A report, recently issued by Sudan's Humanitarian Aid Commission (HAC), an agency under the Ministry of Social Welfare, and the United Nations Office for the Co-ordination of Humanitarian Affairs, describes floods as being "common" in Sudan's rainy seasons.

The predominant types of floods are localised floods caused by exceptionally heavy rains, run-off (flash floods), widespread floods caused by overflow of the Nile, its tributaries, Gash River and other rivers.

In June, the government reactivated the Flood Task Force (FTF) at federal and state levels. The FTF includes representatives from the HAC, the Civil Defence Authority, the Sudanese Red Crescent Society and United Nations agencies.

"We conduct response and protection effort through building fortifications along the river Nile where there are residential areas," said Hashim Hussein Abd Al Majid, director of the Civil Defence Authority, an agency under the Ministry of Interior. "We also coordinate the effort of local popular volunteers," he added.

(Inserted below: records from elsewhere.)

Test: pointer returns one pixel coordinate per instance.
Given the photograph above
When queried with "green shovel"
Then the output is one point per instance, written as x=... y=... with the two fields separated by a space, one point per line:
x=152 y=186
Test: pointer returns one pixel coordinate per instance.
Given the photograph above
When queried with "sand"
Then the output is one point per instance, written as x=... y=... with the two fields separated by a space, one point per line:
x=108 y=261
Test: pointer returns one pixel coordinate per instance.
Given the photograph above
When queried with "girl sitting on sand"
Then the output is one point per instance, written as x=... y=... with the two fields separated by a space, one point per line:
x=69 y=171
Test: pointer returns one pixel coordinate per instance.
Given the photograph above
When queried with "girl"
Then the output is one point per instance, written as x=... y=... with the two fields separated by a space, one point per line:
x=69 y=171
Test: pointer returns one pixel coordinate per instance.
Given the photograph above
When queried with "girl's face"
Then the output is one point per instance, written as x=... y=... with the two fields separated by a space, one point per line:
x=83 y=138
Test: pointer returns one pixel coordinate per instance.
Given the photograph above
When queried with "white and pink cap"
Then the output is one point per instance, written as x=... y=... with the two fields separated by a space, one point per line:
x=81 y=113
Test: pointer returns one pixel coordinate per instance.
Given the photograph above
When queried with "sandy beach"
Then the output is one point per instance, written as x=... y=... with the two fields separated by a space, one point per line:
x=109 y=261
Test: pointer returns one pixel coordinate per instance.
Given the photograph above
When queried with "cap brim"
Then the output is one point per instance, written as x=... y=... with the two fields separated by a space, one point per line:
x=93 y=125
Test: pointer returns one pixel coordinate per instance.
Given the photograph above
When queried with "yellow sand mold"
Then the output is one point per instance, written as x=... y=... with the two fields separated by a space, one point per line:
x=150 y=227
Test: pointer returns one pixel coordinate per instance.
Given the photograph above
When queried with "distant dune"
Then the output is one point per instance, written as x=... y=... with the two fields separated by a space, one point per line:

Several popular initiatives have mobilised volunteers to engage in distributing aid to affected areas in a phenomenon commonly known as Nafeer (collective call and delivery of help).

Aid groups say they remain vigilant since more rain is forecast.

Meanwhile, as Haroun continues to pick the little that remains from her destroyed house, she confirms that her family were offered a tarpaulin, flour, cooking oil, lentils, rice and sugar by the Sudanese Red Crescent. "I still have to pay my husband's medical bills, I have to make sure my children are fed and go to school. My head almost exploded as I was thinking of what to do and where to begin," she said.

"But we have to wait and see when the water will pull back to start thinking about what to do next."